While discussing modular forms associated to different subgroups $\Gamma$ of $SL(2,\mathbb{Z})$, there appeared to be a heuristic relationship between the index $[SL(2,\mathbb{Z}) \colon \Gamma]$ and the area of the Riemann surface $\Gamma/\mathbb{H}$, where $\mathbb{H}$ denote the hyperbolic plane. Specifically, it appears that when the hyperbolic area of the fundamental domain of $\Gamma$ is infinite, then $\Gamma$ has infinite index in $SL(2,\mathbb{Z})$.

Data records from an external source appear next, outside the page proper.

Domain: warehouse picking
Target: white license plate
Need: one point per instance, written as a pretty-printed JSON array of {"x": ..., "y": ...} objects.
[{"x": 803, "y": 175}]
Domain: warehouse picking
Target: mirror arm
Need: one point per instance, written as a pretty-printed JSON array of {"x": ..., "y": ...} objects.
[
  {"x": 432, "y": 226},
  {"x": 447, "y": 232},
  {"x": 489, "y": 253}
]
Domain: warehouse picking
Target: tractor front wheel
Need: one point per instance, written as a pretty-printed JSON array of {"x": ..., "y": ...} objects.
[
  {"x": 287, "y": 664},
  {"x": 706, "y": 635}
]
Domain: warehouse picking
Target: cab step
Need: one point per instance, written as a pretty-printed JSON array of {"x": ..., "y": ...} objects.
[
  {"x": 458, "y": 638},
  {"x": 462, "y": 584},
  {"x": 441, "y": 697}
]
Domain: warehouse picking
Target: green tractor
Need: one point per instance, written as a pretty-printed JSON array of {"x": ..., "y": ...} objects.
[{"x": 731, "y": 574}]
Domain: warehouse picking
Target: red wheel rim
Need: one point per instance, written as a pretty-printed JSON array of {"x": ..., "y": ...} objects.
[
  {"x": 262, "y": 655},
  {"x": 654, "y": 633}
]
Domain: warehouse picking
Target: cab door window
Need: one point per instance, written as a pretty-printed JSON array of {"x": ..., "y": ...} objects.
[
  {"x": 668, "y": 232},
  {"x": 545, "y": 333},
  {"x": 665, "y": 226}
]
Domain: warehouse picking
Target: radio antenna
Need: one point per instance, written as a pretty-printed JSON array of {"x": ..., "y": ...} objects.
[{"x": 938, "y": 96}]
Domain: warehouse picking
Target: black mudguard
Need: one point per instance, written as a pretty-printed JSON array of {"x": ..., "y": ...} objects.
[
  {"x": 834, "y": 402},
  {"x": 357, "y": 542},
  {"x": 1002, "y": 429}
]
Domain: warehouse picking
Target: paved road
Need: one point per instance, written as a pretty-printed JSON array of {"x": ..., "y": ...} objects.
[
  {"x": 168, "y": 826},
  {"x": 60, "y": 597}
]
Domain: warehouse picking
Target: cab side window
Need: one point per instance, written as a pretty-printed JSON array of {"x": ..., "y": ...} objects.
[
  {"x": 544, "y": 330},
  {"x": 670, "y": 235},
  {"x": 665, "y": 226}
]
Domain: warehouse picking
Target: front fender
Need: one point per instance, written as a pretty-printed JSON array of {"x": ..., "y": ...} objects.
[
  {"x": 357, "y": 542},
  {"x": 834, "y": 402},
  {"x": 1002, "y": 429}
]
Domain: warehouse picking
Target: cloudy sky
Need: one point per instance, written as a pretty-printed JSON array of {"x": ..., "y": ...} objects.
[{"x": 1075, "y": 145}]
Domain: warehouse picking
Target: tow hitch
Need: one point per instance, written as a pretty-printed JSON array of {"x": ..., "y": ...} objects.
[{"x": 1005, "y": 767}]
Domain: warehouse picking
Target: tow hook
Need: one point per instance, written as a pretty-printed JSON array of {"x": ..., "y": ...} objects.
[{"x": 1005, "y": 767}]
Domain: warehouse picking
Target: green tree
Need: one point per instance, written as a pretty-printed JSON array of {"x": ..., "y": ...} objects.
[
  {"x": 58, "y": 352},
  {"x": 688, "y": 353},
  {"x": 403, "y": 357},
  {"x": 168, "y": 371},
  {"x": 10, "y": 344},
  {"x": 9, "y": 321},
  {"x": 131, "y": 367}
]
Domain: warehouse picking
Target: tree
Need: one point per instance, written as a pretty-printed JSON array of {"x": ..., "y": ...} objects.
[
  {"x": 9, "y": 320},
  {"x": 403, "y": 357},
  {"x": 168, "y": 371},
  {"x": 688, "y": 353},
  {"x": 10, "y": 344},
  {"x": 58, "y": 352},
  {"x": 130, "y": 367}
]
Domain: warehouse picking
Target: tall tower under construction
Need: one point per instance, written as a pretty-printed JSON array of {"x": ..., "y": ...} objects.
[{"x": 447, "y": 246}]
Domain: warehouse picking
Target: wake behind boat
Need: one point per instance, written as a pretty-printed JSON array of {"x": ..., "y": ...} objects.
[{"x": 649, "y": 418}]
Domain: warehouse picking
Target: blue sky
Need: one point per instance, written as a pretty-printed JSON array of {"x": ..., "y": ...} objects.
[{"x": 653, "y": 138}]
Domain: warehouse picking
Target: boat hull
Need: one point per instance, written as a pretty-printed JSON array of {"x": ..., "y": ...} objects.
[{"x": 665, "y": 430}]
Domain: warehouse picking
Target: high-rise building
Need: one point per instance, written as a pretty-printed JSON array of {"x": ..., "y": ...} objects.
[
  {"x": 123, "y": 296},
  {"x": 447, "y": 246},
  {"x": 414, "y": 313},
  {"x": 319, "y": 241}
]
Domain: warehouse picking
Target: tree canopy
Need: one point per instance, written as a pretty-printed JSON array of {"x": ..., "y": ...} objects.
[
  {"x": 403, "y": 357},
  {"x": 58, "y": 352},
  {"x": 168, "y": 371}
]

Are any results that describe such a relationship? And if so, can we say anything for more general subgroups of $SL(2,\mathbb{R})$? (That is, for subgroups not necessarily contained in $SL(2,\mathbb{Z})$.) Specifically, I'm wondering about subgroups $G(\lambda) < SL(2,\mathbb{R})$ generated by the isometries $z \mapsto z +\lambda$ and $z \mapsto -1/z$, for $\lambda \in \mathbb{R}$.
Edit: @hunter has answered in the case where $\Gamma$ is a subgroup of $SL(2,\mathbb{Z})$. However, it is still not clear how this may generalize to subgroups of $SL(2,\mathbb{R})$.
In general given discrete subgroups $\Gamma_2 < \Gamma_1 < PSL(2,\mathbb{R}) = \text{Isom}(\mathbb{H}^2)$, there is an equation $$\text{Area}(\mathbb{H}^2 / \Gamma_2) = [\Gamma_1:\Gamma_2] \cdot \text{Area}(\mathbb{H}^2 / \Gamma_1) $$ So if $\text{Area}(\mathbb{H}^2 / \Gamma_1)$ is finite, as is the case when $\Gamma_1 = PSL(2,\mathbb{Z})$, then $\text{Area}(\mathbb{H}^2 / \Gamma_2)$ is finite if and only if $\Gamma_2$ has finite index in $\Gamma_1$. On the other hand if $\text{Area}(\mathbb{H}^2 / \Gamma_1)$ is infinite then $\text{Area}(\mathbb{H}^2 / \Gamma_2)$ is also infinite.
The reason for this equation is that the inclusion $\Gamma_2 < \Gamma_1$ induces an orbifold covering map (a branched covering map) from $\mathbb{H}^2 / \Gamma_2$ to $\mathbb{H}^2 / \Gamma_1$ of degree equal to the index $[\Gamma_1:\Gamma_2]$.